I’ll never forget that green army tent in the middle of fall. Or the knife that you held to my throat and told me that if I said anything to anyone, my sister was getting it next. I still live in fear that if I see you in town or happen to bump into you anywhere, I am going to lose it. Because while you walk around hehe haha happy go lucky; I sit in the shadows of depression, fear, and anger that you are going to violently attack me again. I’ll never forget the evil devilish look in your eye when you told me that you would never hurt me because after all you are family. After many many many years, months, and minutes sitting in an office with random strangers telling that everything would be okay, I finally realized that everything is not okay.
They say time heals wounds; well I call bluff because those wounds that you left me with will never go away. After years of blaming myself, I just came to realize that I can’t change what happened that night. I can’t change that fact that you are blood related to me. I can’t even change the fact that you get to roam the streets every night like nothing ever happened. What I can change, is the fact that you can’t hurt me anymore because I am stronger than you, I am braver than you, and I am smarter than you will ever be. I covered my scars with imaginary Band-Aids for many years. I finally am able to rip those Band-Aids off and no longer allow you to control me. You no longer have the power to hurt me anymore.
What hurts the most isn’t the fact that you raped me. But the fact that you humiliated me and punished me for things that you did to me. The fact that I can’t sleep at night because I have nightmares of you raping me over and over again. I toss and turn every night, but as soon as I close my eyes I see your face and that green army tent with the silver rods. I see you force yourself on top of me and tell me to shut up as tears raced down my cheeks as you assaulted me. As the green sleeping bag you once had was covered in blood, my blood, is now burnt into ashes. It is weird how as time passes by I can remember more and more details of that tormenting night.

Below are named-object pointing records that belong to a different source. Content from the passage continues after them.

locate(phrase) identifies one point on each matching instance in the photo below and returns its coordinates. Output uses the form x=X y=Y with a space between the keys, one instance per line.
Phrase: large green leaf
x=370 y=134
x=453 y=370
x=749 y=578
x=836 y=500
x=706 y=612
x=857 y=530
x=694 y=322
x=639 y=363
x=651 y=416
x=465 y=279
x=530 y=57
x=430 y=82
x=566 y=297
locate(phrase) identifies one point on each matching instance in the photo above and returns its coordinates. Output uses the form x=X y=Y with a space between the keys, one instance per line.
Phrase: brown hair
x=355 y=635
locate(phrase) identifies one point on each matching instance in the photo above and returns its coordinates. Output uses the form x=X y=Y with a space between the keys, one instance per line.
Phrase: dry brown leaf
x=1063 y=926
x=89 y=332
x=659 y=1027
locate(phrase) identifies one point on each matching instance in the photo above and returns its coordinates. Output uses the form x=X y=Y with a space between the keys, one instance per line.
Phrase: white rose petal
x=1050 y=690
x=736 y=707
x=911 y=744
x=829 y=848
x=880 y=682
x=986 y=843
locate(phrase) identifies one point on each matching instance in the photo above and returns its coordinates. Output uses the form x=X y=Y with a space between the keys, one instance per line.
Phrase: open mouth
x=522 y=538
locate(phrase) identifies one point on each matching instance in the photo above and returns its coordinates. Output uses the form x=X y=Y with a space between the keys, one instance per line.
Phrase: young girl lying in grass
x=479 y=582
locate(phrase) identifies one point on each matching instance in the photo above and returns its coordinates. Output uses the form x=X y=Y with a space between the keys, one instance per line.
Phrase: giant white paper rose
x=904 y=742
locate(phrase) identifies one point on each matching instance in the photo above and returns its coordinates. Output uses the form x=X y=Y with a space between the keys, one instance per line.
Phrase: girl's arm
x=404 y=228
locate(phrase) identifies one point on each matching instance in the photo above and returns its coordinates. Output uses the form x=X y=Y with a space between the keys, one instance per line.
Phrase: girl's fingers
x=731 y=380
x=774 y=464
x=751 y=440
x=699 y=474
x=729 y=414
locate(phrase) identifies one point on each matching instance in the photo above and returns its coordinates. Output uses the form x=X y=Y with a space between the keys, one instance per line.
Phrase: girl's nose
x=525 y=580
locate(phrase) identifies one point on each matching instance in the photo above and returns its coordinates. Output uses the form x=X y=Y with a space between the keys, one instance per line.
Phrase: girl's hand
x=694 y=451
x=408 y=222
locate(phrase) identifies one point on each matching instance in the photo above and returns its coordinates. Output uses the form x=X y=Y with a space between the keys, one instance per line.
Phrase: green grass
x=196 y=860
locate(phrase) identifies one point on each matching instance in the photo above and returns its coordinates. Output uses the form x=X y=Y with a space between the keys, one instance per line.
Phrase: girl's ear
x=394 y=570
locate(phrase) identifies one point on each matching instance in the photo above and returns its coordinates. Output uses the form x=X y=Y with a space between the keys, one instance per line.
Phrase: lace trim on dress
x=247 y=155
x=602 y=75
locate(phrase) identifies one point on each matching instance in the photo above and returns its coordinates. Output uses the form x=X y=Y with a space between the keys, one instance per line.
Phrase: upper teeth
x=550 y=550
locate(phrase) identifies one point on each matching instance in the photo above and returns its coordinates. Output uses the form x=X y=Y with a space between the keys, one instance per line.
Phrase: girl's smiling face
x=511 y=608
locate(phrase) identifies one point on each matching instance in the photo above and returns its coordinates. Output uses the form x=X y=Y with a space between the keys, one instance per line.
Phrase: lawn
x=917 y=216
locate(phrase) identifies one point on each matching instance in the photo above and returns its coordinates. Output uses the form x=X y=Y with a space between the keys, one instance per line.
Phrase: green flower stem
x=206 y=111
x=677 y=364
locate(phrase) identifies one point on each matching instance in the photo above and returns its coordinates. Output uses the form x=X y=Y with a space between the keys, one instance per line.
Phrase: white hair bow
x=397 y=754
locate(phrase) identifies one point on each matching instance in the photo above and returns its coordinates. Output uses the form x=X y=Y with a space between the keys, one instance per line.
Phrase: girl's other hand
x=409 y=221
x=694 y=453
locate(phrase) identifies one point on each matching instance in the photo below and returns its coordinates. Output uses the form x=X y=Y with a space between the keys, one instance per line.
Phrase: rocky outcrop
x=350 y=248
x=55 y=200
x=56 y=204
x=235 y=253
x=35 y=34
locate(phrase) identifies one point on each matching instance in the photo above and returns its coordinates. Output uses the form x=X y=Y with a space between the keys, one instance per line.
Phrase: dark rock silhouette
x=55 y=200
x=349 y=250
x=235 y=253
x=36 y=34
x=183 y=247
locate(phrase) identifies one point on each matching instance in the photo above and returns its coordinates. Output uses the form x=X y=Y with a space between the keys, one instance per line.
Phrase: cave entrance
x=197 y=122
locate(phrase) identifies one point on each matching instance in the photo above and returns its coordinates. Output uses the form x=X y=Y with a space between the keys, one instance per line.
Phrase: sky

I wish I could feel what it would be like to have a normal life sometimes. Thanks to you, I’ll never know what that will feel like. Thanks to you, I question my faith in God. My family wonders why I won’t go to church and you are the one to blame for that. What you did to me made me believe that if there was a God, he wouldn’t let bad people like you rob someone’s self being from them. You may have taken everything away from me and more but I am strong and I will continue to fight your evil power and make sure you never hurt another person again. What I do know is that no matter what, what you did to me will not define who I am. I am not a victim, I am a survivor. I am neither broken nor beaten. I am battered and happy to be alive after attempting suicide twice to try to erase you from my memory.